Quick FAQs about Cashless Economy

Q: What is a cashless economy?

A cashless economy is one where financial transactions are conducted without the use of physical cash. Instead, transactions are carried out using digital means such as credit and debit cards, mobile wallets, and electronic payment systems. This shift towards a cashless society is accelerated by technological advancements and the increasing preference for convenience and security in financial transactions.
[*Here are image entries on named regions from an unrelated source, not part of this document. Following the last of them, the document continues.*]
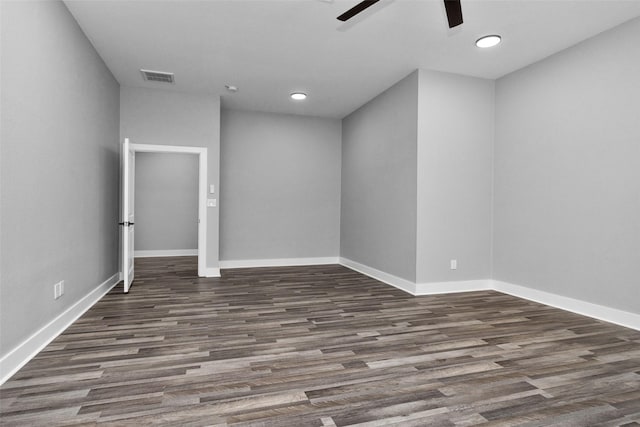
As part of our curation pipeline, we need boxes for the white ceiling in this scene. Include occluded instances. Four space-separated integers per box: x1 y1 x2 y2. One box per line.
65 0 640 118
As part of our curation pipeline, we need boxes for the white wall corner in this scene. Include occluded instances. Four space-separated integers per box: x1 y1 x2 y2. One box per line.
492 280 640 331
0 273 120 385
415 279 492 295
220 257 339 269
340 257 416 295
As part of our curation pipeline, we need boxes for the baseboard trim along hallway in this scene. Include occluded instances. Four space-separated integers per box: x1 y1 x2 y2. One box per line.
220 257 339 269
340 258 640 331
0 273 120 384
133 249 198 258
0 257 640 384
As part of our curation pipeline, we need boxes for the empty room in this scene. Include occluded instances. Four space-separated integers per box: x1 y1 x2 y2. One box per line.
0 0 640 427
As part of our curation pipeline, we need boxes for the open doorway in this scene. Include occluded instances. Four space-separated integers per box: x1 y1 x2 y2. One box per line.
121 140 207 292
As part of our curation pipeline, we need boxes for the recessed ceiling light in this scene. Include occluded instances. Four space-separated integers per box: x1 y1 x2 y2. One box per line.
476 34 502 49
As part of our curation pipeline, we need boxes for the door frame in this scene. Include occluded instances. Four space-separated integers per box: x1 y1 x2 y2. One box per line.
131 144 207 277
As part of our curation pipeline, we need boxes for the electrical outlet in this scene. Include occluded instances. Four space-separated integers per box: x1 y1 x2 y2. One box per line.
53 280 64 299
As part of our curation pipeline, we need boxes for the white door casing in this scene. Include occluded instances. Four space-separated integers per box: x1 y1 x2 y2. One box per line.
130 144 208 277
120 138 136 293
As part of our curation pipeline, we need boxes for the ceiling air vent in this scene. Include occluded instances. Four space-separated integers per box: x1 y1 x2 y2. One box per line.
140 70 174 84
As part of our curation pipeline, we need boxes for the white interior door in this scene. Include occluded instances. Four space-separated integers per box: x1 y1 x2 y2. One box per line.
120 138 135 293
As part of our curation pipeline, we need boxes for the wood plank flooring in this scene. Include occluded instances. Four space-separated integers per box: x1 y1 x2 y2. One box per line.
0 257 640 427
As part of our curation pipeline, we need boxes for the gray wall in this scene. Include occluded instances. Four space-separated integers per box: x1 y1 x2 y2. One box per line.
416 70 494 283
340 72 418 281
135 153 198 251
0 1 119 356
494 19 640 313
120 86 220 268
220 110 341 260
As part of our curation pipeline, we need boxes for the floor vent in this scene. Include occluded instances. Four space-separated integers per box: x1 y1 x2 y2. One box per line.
140 70 175 84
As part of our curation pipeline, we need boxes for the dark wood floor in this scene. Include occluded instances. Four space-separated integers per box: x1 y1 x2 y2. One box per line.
0 257 640 427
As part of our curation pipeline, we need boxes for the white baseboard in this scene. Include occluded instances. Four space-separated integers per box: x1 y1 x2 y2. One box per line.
492 280 640 330
133 249 198 258
209 267 220 277
0 273 120 385
340 258 640 331
414 279 492 295
220 257 338 269
340 257 416 295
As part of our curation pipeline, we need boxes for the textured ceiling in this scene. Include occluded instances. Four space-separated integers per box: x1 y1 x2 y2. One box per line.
65 0 640 118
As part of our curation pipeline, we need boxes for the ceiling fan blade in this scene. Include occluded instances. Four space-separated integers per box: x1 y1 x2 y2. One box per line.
444 0 462 28
338 0 382 22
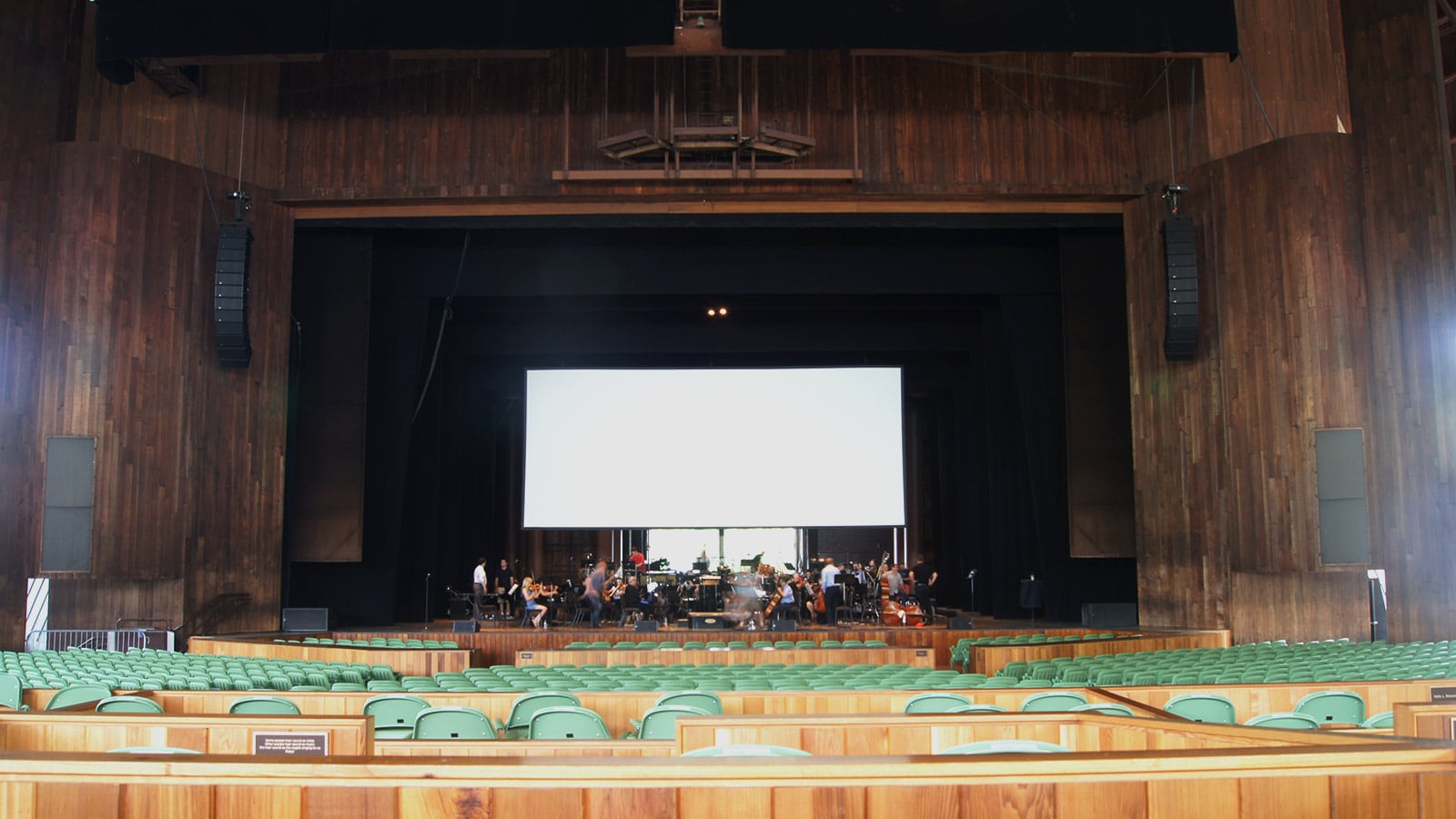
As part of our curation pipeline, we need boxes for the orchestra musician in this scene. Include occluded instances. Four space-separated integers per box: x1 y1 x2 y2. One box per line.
521 577 551 628
495 557 515 618
470 557 485 620
581 560 612 628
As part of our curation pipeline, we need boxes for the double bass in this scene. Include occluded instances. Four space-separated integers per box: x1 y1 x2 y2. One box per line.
879 565 925 625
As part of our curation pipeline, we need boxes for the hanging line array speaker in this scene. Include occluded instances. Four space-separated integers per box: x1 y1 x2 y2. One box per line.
213 221 253 368
1163 216 1198 361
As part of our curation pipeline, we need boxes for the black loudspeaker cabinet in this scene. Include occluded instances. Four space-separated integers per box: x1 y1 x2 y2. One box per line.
1082 603 1138 628
690 612 723 631
1163 216 1198 361
213 221 253 368
282 609 329 631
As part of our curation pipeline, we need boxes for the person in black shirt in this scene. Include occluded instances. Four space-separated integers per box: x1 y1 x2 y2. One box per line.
493 557 515 618
910 555 941 613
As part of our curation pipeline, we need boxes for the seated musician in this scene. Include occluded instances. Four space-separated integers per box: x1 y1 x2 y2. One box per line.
885 562 908 603
616 574 642 625
521 577 549 628
774 574 799 620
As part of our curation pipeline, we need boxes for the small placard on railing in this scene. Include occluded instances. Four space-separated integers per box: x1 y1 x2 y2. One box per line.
253 732 329 756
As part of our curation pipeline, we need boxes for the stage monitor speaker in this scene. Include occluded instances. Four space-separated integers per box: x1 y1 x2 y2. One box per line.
282 609 329 631
692 612 723 631
1082 603 1138 628
1163 216 1198 361
213 221 253 368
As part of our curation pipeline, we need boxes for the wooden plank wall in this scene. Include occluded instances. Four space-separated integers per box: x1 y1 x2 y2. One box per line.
35 143 293 631
677 714 1367 756
0 749 1456 819
0 711 374 756
0 0 67 649
1345 0 1456 642
1124 134 1370 642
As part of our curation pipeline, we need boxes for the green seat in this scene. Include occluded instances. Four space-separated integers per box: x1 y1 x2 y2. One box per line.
1021 691 1087 713
504 691 581 739
46 682 111 711
1163 693 1239 726
364 693 430 739
628 705 709 739
1067 703 1138 717
1294 691 1366 726
0 673 31 711
526 705 612 739
415 705 495 739
1243 711 1320 730
228 696 303 714
96 696 162 714
682 744 813 756
905 693 973 714
922 703 1006 714
936 739 1072 753
652 691 723 714
1360 711 1395 729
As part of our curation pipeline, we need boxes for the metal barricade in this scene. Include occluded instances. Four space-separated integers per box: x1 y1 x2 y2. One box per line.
25 628 177 652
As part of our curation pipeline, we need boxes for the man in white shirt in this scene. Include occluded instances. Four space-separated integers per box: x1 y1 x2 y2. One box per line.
820 557 844 628
470 557 488 620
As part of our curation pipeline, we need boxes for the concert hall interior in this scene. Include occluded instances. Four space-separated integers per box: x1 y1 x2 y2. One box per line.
0 0 1456 819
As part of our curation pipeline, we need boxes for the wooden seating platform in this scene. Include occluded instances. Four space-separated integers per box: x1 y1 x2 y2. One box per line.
515 647 935 669
187 637 471 676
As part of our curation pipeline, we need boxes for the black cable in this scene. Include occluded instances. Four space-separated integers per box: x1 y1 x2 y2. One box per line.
1239 54 1279 140
187 93 223 225
410 232 470 424
1188 60 1198 167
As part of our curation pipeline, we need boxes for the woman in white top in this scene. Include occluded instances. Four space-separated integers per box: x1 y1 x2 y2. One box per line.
521 577 548 628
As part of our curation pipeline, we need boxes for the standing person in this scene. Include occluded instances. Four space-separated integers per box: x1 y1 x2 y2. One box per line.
495 557 515 620
910 555 941 613
581 560 607 628
470 557 486 620
820 557 844 628
521 577 551 628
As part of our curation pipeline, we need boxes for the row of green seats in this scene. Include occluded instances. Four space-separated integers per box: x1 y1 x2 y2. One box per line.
565 640 890 652
0 649 399 691
996 642 1456 686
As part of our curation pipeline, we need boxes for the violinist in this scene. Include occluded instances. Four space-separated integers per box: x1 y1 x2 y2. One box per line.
774 572 799 620
521 577 549 628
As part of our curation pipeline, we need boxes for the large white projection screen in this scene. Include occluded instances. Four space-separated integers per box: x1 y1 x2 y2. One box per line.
522 368 905 529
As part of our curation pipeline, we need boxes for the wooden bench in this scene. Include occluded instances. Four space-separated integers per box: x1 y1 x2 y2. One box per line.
0 711 374 752
515 647 935 669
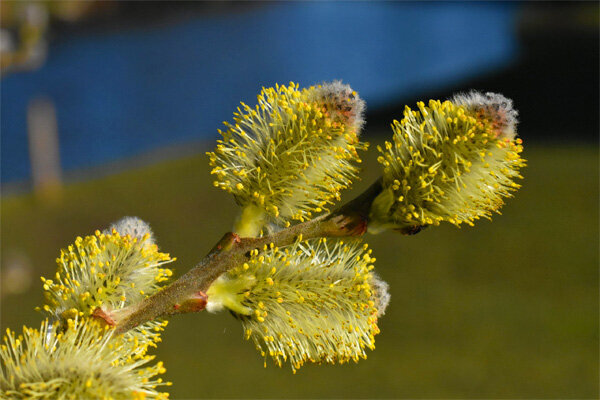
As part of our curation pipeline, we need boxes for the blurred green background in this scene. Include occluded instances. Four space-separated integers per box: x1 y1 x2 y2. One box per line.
1 141 599 399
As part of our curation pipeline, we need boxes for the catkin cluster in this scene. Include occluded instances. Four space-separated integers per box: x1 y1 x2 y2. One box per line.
0 82 525 400
208 82 366 236
0 217 173 400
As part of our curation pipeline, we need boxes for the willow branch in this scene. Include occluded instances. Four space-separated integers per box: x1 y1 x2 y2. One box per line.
112 180 381 333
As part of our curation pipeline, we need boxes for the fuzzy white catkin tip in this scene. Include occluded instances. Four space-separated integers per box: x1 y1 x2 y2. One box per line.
369 92 525 233
104 217 155 245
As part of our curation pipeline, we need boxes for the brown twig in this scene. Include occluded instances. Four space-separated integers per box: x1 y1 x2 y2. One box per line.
111 181 381 333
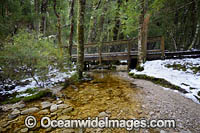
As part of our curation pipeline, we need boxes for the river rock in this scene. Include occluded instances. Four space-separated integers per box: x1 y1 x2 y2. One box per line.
21 107 39 115
57 115 70 120
41 101 52 109
57 100 63 104
62 107 73 114
58 104 69 109
50 104 58 112
98 112 109 117
38 109 49 115
11 109 20 115
8 114 18 120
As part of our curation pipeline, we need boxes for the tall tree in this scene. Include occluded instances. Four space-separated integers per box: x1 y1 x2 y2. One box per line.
87 0 101 42
54 0 63 56
77 0 86 79
68 0 75 60
113 0 122 40
138 0 150 66
41 0 48 35
34 0 40 34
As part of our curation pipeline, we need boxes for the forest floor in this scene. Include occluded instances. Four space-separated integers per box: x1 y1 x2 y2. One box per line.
118 72 200 133
0 72 200 133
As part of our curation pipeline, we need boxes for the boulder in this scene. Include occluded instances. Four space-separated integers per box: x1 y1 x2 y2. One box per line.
41 101 52 109
58 104 69 109
50 104 58 112
21 107 39 115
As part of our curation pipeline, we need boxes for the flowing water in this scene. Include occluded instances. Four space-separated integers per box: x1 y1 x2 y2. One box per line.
2 71 158 133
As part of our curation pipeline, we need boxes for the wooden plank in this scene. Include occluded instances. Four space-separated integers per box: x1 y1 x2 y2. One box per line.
160 37 165 59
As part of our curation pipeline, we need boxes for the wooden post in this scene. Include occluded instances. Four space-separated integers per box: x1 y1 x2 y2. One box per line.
160 36 165 59
127 42 131 71
98 45 102 65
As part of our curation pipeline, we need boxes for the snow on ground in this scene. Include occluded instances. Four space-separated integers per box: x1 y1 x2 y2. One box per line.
130 58 200 104
0 69 75 97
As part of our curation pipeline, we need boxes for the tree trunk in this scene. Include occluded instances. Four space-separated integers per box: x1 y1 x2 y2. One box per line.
188 1 200 49
54 0 63 57
68 0 75 60
87 0 101 42
137 0 150 66
113 0 122 40
77 0 86 79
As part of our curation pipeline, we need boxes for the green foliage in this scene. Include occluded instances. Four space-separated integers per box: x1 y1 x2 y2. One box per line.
0 30 62 87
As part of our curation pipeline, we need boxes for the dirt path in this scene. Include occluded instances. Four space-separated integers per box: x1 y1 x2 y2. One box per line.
117 72 200 133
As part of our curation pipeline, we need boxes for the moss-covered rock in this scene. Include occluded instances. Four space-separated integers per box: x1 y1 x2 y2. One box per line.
129 73 188 94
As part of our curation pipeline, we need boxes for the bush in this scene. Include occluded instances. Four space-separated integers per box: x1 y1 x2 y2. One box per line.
0 30 62 88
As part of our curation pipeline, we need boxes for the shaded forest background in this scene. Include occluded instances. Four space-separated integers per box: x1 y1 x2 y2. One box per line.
0 0 200 51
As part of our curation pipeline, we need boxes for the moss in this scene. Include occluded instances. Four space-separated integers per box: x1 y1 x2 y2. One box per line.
23 90 52 102
129 74 188 93
1 89 53 104
1 97 23 104
136 65 144 72
23 88 38 94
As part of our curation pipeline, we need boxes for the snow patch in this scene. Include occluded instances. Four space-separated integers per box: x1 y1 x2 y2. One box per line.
130 58 200 104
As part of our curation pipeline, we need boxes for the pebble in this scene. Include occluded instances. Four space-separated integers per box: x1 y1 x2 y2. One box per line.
41 101 52 109
11 109 20 115
98 112 109 117
20 128 28 133
62 107 73 114
38 109 49 115
57 100 64 104
58 104 69 109
50 104 58 112
21 107 39 115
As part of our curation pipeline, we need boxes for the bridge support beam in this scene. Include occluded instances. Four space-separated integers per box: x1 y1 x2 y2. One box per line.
160 36 165 59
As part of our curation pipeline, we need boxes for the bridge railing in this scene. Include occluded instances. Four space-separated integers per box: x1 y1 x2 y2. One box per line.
72 36 165 58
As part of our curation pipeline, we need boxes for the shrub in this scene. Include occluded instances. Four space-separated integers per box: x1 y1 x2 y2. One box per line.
0 30 65 88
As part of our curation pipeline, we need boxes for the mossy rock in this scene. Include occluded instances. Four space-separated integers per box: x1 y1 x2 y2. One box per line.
129 73 188 94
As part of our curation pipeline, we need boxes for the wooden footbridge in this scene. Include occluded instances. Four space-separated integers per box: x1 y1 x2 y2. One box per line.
72 36 200 69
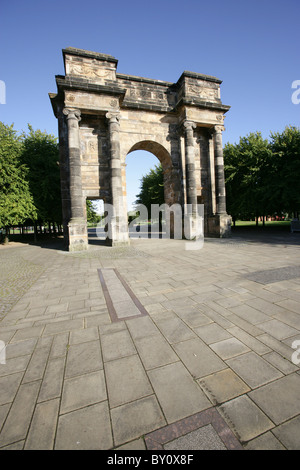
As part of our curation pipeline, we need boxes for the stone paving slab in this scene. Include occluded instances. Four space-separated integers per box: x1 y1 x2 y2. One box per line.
0 234 300 450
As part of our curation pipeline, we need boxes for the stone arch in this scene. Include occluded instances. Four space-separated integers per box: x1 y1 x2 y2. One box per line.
127 140 180 206
49 47 231 251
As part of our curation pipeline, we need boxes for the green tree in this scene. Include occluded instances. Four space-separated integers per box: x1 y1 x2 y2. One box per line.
224 132 273 220
0 122 37 242
22 125 62 231
135 165 165 213
86 199 101 224
270 126 300 217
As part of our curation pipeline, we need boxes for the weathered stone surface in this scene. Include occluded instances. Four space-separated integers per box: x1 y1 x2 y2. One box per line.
50 47 231 251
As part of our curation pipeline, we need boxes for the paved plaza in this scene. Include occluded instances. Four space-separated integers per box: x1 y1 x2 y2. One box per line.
0 232 300 450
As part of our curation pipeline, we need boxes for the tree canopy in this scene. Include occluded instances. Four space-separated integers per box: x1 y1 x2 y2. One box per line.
224 127 300 219
135 164 165 214
0 122 37 230
21 125 62 224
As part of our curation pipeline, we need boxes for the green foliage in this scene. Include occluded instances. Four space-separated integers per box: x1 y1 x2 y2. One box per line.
86 199 101 224
0 122 37 228
270 126 300 214
224 127 300 219
135 165 165 214
21 125 62 223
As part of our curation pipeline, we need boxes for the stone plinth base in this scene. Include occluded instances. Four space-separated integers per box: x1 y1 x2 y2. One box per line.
68 219 88 251
207 214 231 238
106 217 130 246
183 215 204 240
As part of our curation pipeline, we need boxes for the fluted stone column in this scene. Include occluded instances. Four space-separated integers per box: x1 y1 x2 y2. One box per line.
63 108 88 251
183 120 199 240
183 121 197 215
215 126 226 214
106 112 129 245
209 126 231 237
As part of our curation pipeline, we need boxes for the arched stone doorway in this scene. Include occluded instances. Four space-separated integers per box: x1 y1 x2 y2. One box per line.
50 48 231 251
128 140 181 205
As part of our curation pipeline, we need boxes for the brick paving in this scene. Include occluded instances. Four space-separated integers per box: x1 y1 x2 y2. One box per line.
0 233 300 450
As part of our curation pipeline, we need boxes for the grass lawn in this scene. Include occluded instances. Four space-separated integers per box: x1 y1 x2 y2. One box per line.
231 220 291 232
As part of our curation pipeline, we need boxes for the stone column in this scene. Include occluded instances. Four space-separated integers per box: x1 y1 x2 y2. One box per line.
63 108 88 251
208 126 231 238
183 121 197 215
106 112 129 245
183 121 202 240
215 126 226 214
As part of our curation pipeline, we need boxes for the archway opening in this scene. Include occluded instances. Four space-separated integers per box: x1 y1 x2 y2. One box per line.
124 141 175 238
86 198 106 245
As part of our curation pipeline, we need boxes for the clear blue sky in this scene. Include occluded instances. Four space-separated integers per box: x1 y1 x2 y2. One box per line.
0 0 300 209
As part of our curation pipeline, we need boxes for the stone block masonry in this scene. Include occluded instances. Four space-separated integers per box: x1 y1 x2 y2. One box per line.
50 47 231 251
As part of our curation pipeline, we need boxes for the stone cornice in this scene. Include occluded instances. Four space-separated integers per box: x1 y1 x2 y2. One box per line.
56 75 126 96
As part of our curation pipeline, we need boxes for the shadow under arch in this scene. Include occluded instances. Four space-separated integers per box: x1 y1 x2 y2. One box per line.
127 140 180 206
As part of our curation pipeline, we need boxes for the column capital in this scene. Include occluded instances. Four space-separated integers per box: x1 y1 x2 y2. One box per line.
183 119 197 131
105 111 120 124
214 125 225 134
63 108 81 122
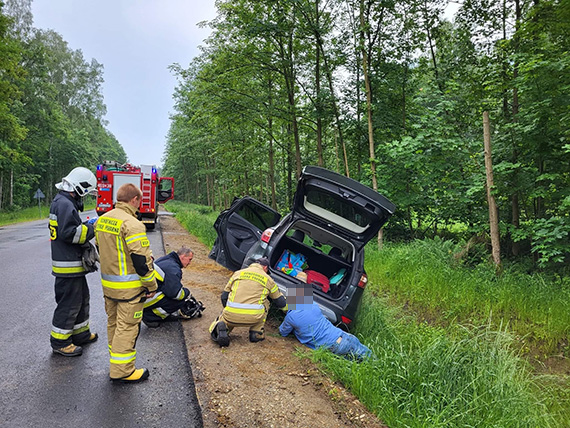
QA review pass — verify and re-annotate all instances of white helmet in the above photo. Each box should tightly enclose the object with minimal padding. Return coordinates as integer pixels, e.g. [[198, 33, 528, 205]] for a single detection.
[[55, 166, 97, 197]]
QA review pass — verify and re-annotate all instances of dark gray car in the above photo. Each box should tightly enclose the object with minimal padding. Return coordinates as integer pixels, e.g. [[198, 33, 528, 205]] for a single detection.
[[210, 166, 396, 329]]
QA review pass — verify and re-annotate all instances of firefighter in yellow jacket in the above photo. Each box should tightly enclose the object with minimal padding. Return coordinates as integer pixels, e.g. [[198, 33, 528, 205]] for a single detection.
[[95, 183, 162, 383], [210, 257, 287, 346]]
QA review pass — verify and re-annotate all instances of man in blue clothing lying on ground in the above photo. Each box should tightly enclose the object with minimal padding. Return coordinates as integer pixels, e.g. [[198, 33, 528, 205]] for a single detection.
[[279, 285, 372, 360]]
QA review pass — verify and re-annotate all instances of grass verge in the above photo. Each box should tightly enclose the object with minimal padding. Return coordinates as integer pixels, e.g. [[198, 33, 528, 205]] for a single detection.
[[162, 202, 570, 428]]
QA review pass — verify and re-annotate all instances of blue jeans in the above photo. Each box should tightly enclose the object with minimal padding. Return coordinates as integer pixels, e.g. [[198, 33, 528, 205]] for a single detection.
[[329, 332, 372, 360]]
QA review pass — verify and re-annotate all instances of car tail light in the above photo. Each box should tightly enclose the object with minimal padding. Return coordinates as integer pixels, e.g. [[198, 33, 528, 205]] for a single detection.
[[358, 273, 368, 289], [261, 229, 273, 243]]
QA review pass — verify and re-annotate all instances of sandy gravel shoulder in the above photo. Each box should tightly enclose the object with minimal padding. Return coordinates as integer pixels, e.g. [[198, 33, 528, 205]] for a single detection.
[[160, 216, 385, 428]]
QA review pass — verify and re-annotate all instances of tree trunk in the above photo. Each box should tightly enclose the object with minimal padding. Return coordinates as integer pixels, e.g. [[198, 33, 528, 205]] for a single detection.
[[483, 111, 501, 268], [360, 0, 383, 249], [315, 0, 325, 167], [360, 0, 378, 191], [10, 168, 14, 207]]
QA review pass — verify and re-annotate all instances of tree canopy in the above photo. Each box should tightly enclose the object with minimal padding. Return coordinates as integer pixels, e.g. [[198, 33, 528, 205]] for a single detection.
[[0, 0, 127, 209], [165, 0, 570, 265]]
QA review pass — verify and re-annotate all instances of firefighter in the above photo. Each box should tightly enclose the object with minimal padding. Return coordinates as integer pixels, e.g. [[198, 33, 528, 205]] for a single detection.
[[143, 247, 201, 328], [210, 257, 287, 346], [48, 167, 98, 357], [95, 183, 158, 383]]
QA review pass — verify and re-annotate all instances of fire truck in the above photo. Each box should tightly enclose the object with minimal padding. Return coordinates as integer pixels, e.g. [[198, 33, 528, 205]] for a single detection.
[[96, 161, 174, 229]]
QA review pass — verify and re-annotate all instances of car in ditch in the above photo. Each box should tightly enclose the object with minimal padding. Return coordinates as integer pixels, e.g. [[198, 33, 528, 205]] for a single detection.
[[209, 166, 396, 330]]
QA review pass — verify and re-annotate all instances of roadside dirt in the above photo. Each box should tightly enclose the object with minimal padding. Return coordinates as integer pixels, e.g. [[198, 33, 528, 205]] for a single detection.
[[160, 216, 386, 428]]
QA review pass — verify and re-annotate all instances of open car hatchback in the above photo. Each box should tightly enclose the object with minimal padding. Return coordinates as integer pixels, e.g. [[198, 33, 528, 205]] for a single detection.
[[210, 166, 396, 330]]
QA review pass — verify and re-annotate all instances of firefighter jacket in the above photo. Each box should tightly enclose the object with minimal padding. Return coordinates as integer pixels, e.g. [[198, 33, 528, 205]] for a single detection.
[[220, 263, 285, 323], [95, 202, 158, 301], [144, 251, 189, 308], [48, 191, 95, 277]]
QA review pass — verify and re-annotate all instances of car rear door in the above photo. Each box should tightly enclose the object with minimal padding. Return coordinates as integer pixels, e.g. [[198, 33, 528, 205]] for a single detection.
[[209, 196, 281, 271], [293, 166, 396, 249]]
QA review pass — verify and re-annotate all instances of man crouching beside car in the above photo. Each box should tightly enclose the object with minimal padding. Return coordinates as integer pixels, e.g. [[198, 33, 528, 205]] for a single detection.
[[210, 257, 287, 346]]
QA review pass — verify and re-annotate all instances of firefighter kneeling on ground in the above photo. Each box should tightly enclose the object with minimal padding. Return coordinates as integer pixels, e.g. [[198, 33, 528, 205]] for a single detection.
[[143, 247, 205, 328], [210, 257, 287, 346]]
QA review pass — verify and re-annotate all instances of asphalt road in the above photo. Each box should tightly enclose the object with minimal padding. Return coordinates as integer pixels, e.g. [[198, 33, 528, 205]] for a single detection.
[[0, 211, 202, 428]]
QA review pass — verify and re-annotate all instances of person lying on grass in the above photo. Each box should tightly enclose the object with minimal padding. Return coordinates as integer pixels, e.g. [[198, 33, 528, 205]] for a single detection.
[[279, 284, 372, 361]]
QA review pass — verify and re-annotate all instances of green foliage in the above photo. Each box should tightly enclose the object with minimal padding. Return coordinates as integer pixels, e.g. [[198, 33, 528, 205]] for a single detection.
[[167, 201, 570, 428], [161, 0, 570, 269], [165, 201, 219, 248], [366, 239, 570, 354], [306, 294, 565, 428]]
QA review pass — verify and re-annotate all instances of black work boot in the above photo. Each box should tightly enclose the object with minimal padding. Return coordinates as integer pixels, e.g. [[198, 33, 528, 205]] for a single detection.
[[249, 330, 265, 343], [52, 343, 83, 357], [211, 321, 230, 347]]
Q: Are American consumers ready for a cashless economy?

The readiness of American consumers for a cashless economy is mixed. While a significant portion of the population is embracing digital payments, a substantial number still rely on cash, particularly in underserved communities. Factors like trust in banking systems and access to digital payment methods play a crucial role in this transition.

Q: What are the benefits of a cashless society for businesses?

For businesses, going cashless can lead to reduced labor costs associated with handling cash, decreased risk of theft, and streamlined financial operations. Additionally, it can enhance customer convenience and improve transaction speed. However, businesses must weigh these benefits against potential costs, such as transaction fees and the need to invest in secure digital payment infrastructure.

Q: How has COVID-19 impacted the shift towards cashless payments?

The COVID-19 pandemic has significantly accelerated the shift towards cashless payments. Health concerns over handling cash and government encouragement of contactless transactions have led to a rise in digital payments. Many retailers have adapted by implementing or expanding their contactless payment options to meet consumer demand.

Q: What are the challenges of a cashless economy for small businesses?

Small businesses may face challenges such as transaction fees, potential alienation of cash-preferred customers, and the need for investment in digital payment solutions. Additionally, businesses must ensure data security to protect customer information from potential cyber threats.

Q: Why are some cities in the U.S. banning cashless stores?

Cities like New York, San Francisco, and Philadelphia have imposed bans on cashless stores to ensure inclusivity. Such bans are aimed at protecting consumers who do not have access to digital payment methods or prefer using cash, particularly those from low-income or underserved communities.

Q: What are the security concerns associated with cashless transactions?

Digital transactions can expose customers’ data to potential hacking and cyber-attacks. Businesses transitioning to a cashless model need to invest in robust security measures, including encryption and anti-malware software, to safeguard sensitive financial information.

Q: How can small businesses mitigate the costs of cashless transactions?

Small businesses can mitigate transaction costs by encouraging the use of PINs in contactless transactions and choosing payment processors with favorable fee structures, such as membership-based pricing. This approach can help reduce the financial burden of transaction fees as consumer preference shifts toward digital payments.

Q: What strategies can businesses use to transition towards a cashless economy without losing customers?

Businesses can effectively transition by clearly communicating payment option changes, offering multiple digital payment methods, and providing incentives for using certain payment options. Additionally, businesses should ensure a seamless and secure payment experience to retain customer trust and satisfaction.